One of the most special finds is a family photo album…
Many of the photos have fallen out, there are some of the family home, presumably renovated by George Herbert, who was an architect.
But there are some sweet family photos as well. I’ve been working on a Kitchin family tree in Ancestry.com, so I can try to identify people in the photos and those mentioned in the letters. I’ve been able to find some of them, but not all. It’s possible they are neighbors, friends, maybe cousins. In Ancestry.com, it’s easier to work up a tree and I’m trying to work laterally and down, which seems to be trickier. I also hit deadends when I get into people who are still alive and their profiles are private.
And, there are the bundles of letters. They are wrapped up just like the little gifts that they are. I haven’t had time to read them all, but I randomly pulled one out to read a couple of days ago.
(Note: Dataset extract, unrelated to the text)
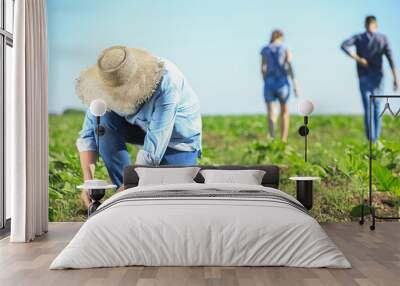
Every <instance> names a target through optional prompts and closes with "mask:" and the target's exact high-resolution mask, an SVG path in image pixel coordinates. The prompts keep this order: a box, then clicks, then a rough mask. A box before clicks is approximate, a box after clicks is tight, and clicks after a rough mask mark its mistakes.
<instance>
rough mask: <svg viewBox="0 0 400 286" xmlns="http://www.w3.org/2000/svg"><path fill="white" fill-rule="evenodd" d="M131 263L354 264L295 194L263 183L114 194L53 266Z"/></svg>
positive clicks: (237, 265)
mask: <svg viewBox="0 0 400 286" xmlns="http://www.w3.org/2000/svg"><path fill="white" fill-rule="evenodd" d="M129 265H144V266H292V267H331V268H350V267H351V266H350V263H349V262H348V261H347V259H346V258H345V257H344V255H343V253H342V252H341V251H340V250H339V249H338V248H337V247H336V245H335V244H334V242H333V241H332V240H331V239H330V238H329V237H328V236H327V234H326V233H325V231H324V230H323V229H322V228H321V226H320V225H319V224H318V222H317V221H316V220H315V219H314V218H312V217H311V216H310V215H309V214H308V212H307V210H306V209H305V208H304V207H303V206H302V205H301V204H300V203H299V202H298V201H297V200H295V199H294V198H293V197H291V196H290V195H288V194H286V193H284V192H282V191H280V190H277V189H273V188H268V187H263V186H255V185H242V184H198V183H193V184H175V185H159V186H141V187H135V188H131V189H128V190H126V191H124V192H121V193H117V194H115V195H114V196H112V197H111V198H109V199H108V200H106V201H105V202H104V203H103V204H102V205H101V206H100V207H99V209H98V210H97V211H96V213H95V214H94V215H92V216H91V217H90V218H89V219H88V220H87V221H86V222H85V223H84V224H83V225H82V227H81V229H80V230H79V231H78V233H77V234H76V235H75V237H74V238H73V239H72V241H71V242H70V243H69V244H68V245H67V246H66V247H65V249H64V250H63V251H62V252H61V253H60V254H59V255H58V256H57V257H56V259H55V260H54V261H53V262H52V264H51V266H50V269H65V268H92V267H117V266H129Z"/></svg>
It’s a letter from Hugh Kitchin (Herbert’s brother) to a woman named Daisy (I haven’t been able to find her in the family tree.) It was written in November 1944 and a note said it was written 2 months before Hugh died, but based on the records I found, that’s a few months off. The letter itself, though is beautiful.
I was particularly interested in an excerpt that mentions the sketchbooks. “Last year too Herbert sent me the illustrated diaries – 4 or 5 of them, which he made each year when we made holiday on the Broads. They are full of lovely little pictures and details of our days, and brought back to mind most-vividly the happy carefree time we three brothers spent together. As one grows older one’s thoughts go more & more to the past and it becomes more & more difficult to view with a tolerant eye the extreme restlessness of the modern generation which can’t bear to sit quietly at home. It craves constant excitement.” When I first read that, unexplainable tears welled up in my eyes.
And this letter was written in 1944, during WWII. It makes me wonder what Hugh would think of Gen X or Millenials.
As I shared at the beginning of this post, Brooke Foss Westcott said, “Great thoughts go best with common duties. Whatever therefore may be your office regard it as a fragment in an immeasurable ministry of love.”
One of my offices, quite accidentally, is now a hobby historian. Perhaps a keeper of old things, obscure stories, and misplaced art is a better title. Whatever the title of the office, I view it as an honor and a labor of love. Or, as Our Other Man put it more eloquently, “as a fragment in an immeasurable ministry of love.”